There’s no denying it, construction can be dangerous. In fact, the accident rate in construction is 71% higher than in other industries. Each year, accidents and injuries on the jobsite result in workers’ compensation claims that cost an estimated $2.5 billion.
How do injuries occur? Falls, electrocutions, machinery accidents, and repetitive motion injuries are among the most common causes, and in many cases, the real culprit is miscommunication or human error. Many of these incidents can be prevented if OSHA guidelines are followed, but often, they’re not. In 2020, the top three most common OSHA violations were related to a lack of fall protection (5,424 violations), hazard communication (3,199 violations) and respiratory protection (2,649 violations).
Fortunately, innovations in construction safety tech are evolving to help firms comply with OSHA protocols, and better implement security measures, keeping your workers safe. Let’s examine how these construction safety technologies are improving safety on the jobsite, reducing the risk of noncompliance through safety protocols, and boosting protection for workers throughout construction.
The market for Augmented Reality is expected to grow at a CAGR of 77% between 2019 and 2023 – and part of that growth is due to its application in Construction. AR has significant implications for worker safety, because it delivers information in real-time, when workers need it most.
Workers can leverage mobile devices with AR capabilities to automate measurements of a physical space, visualize potential design changes ahead of time, and access safety information in real time, while on the job. A headset with AR capabilities can be used to simulate operating tools and equipment in training scenarios, helping workers learn how to safely operate the tools before using them in the field.

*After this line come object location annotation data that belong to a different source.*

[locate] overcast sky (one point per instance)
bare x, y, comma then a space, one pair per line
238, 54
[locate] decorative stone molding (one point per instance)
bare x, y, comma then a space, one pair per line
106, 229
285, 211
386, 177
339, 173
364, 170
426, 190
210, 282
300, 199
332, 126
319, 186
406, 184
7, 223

Wearables and Exoskeletons
Today, 83% of contractors believe construction wearables will improve jobsite safety. Wearables can be used to monitor workers’ vitals in real time, which can be particularly useful in extreme environments. Smart hard hats or watches can monitor brainwaves to check for worker fatigue that may result in dangerous mistakes.
Some firms are also making use of construction exoskeletons, which have motorized joints that provide support and power, alleviating the strain of repetitive motions such as lifting, bending or crouching. These prevent fatigue and injury, while enabling workers to perform tasks faster and more easily.
Artificial Intelligence and Machine Learning technologies are also making their mark in construction, enabling informed and intelligent decision-making that can dramatically improve productivity and safety on the jobsite. By analyzing data from sensors, project management software, mobile apps and surveillance cameras holistically, AI can be used to track worker behavior and activities as well as jobsite conditions, and alert project managers of potential safety issues that could result in injuries.
Video surveillance has always been an essential component of a sound jobsite safety strategy, and with increasing complexity on the modern jobsite, it has never been more important. Video and photos from construction cameras – many of which now offer intelligent security features – help to improve jobsite safety by providing real-time insight into jobsite activities.
Advanced construction camera solutions enable project managers to view jobsites remotely to ensure workers are following safety procedures and protocols at all times, and address any potential hazards immediately, before an injury occurs. Having construction cameras on-site deters crime, harassment and abuse. If an incident were to occur, the cameras will provide detailed visual documentation that can later be leveraged for investigations.
Teams can also review and analyze footage from construction cameras, identifying ways to update and improve processes, jobsite conditions, as well as prevent subsequent incidents. Plus, visuals can even be added to training materials to help enhance their effectiveness, ensuring workers understand and follow correct procedures from day 1.
With mobile technology now commonplace on the jobsite, safety apps are always accessible to help and protect workers in a number of ways. For example, Osha’s Heat Safety Tool enables managers to calculate the heat index and predict risk levels on the jobsite. A compliance app called Safety Meeting delivers safety information directly from OSHA. TrueLook’s mobile app provides 24×7 mobile access to TrueLook construction cameras, so project managers can keep an eye on their jobsite, whenever and wherever they are.
Doing Our Part to Improve Worker Safety
While construction jobsites will always be a bit riskier than the average workplace, technology will continue to evolve and provide new ways for firms to train and monitor workers, convey safety information, and help keep everyone on the jobsite safe. With live remote viewing, intelligent security features, and unlimited cloud-based storage of all video footage and photos, TrueLook cameras are doing their part to reduce risk and improve worker safety.